Rede von Angelika Wilmen, Kampagnensprecherin „Friedensfähig statt erstschlagfähig“ für die Demo „Keine Mittelstreckenwaffen, nirgends!“ am 30. Mai 2026 in Wiesbaden, vertretungsweise gehalten von Marvin Mendyka.

Die Ankündigung von US-Präsident Donald Trump, keine Tomahawk-Marschflugkörper in Deutschland zu stationieren, ist eine gute Nachricht für uns und unsere Sicherheit in Europa! Doch wir haben noch einen langen Weg vor uns: Denn kaum wurde die Absage der Stationierung verkündet, wurden schon Rufe aus der Politik laut, in eigener Regie Mittelstreckenwaffen zu entwickeln und zu beschaffen.
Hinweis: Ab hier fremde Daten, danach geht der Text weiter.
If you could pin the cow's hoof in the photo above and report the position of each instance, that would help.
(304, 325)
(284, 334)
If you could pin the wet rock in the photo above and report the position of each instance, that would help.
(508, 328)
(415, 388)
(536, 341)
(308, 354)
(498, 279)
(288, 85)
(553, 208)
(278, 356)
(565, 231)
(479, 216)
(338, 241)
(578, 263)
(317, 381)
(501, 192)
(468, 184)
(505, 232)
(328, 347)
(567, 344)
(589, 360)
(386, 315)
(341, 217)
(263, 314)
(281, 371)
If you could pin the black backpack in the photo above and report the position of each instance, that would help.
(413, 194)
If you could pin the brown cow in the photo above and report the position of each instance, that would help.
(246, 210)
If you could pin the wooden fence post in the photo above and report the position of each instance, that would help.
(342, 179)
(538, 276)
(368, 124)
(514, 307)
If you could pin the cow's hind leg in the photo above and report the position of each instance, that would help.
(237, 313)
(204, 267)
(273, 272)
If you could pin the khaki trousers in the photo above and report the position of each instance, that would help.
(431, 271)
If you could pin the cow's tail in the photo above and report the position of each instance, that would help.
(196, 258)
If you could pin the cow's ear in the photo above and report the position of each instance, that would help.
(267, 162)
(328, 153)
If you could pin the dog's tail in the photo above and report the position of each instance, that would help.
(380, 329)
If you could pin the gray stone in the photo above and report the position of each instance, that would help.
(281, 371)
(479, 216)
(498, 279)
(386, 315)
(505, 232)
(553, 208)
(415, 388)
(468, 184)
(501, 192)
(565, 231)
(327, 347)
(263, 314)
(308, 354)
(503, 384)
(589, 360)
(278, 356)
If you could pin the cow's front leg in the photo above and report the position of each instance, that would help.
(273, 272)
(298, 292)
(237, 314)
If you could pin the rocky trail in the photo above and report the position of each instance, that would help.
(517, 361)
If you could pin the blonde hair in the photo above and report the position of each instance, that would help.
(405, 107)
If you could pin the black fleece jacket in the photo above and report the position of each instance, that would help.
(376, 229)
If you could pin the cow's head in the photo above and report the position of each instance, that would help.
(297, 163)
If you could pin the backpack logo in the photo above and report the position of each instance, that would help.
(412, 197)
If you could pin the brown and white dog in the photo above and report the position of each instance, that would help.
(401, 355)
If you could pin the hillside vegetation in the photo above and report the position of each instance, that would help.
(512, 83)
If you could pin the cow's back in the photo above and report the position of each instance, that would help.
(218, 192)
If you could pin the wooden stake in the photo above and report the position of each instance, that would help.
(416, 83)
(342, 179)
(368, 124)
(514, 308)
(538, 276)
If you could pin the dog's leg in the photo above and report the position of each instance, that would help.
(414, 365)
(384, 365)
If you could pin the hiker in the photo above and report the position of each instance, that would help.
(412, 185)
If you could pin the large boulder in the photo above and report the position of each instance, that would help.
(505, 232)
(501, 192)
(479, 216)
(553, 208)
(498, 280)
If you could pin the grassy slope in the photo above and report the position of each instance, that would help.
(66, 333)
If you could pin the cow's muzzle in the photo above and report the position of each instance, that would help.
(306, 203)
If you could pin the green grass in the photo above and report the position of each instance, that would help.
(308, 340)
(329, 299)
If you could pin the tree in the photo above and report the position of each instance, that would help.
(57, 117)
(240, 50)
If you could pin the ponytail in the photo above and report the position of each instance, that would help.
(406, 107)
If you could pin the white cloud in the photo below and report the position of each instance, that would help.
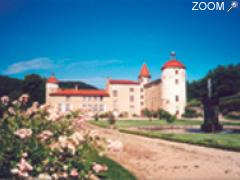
(33, 64)
(94, 63)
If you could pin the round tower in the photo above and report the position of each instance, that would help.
(51, 86)
(143, 78)
(174, 86)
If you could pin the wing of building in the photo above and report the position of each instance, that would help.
(127, 96)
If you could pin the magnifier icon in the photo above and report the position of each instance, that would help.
(234, 4)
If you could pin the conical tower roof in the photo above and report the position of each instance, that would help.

Wir aber sagen: Keine Mittelstreckenwaffen! Nirgends!

Statt eigene Mittelstreckenwaffen mit anderen europäischen Staaten zu entwickeln und bei den USA Tomahawk und Typhon-Startsysteme zu bestellen, muss sich die Bundesregierung jetzt für einen Neuanlauf bei Abrüstung und Rüstungskontrolle einsetzen! Politik und Medien verengen den Diskurs zunehmend auf die ausschließlich militärische und gewaltsame Lösung von Konflikten. Die gegenwärtige massive konventionelle Aufrüstung verstärkt jedoch die militärischen Spannungen, führt zu einem gefährlichen Wettrüsten und erhöht die allgemeine Kriegsgefahr. Damit steigt auch die Gefahr der Eskalation zu einem Atomkrieg.

Deshalb sagen wir: Keine Mittelstreckenwaffen! Nirgends!

Mittelstreckenwaffen sind Angriffswaffen. Die Hyperschallrakete „Dark Eagle“ kann in etwa zehn Minuten Moskau treffen. Mittelstreckenwaffen wirken destabilisierend, führen zu einem Klima der ständigen Unsicherheit und machen Deutschland zu einem potenziellen Ziel russischer Präemptivschläge. Hyperschnelle und zielgenaue Mittelstreckenwaffen können vom Gegner auch mit konventionellen Sprengköpfen ausgestattet als Bedrohung für die nukleare Infrastruktur wahrgenommen werden, was einen „russischen Präventivschlag“ provozieren könnte. Umgekehrt können die russischen „Oreshnik“-Raketen in Minuten Ziele in Deutschland treffen. Bei einem Alarm bleibt kaum Zeit für eine überlegte Entscheidung. Deshalb lehnen wir Mittelstreckenwaffen in Deutschland und Europa genauso ab wie die russischen Mittelstreckenwaffen.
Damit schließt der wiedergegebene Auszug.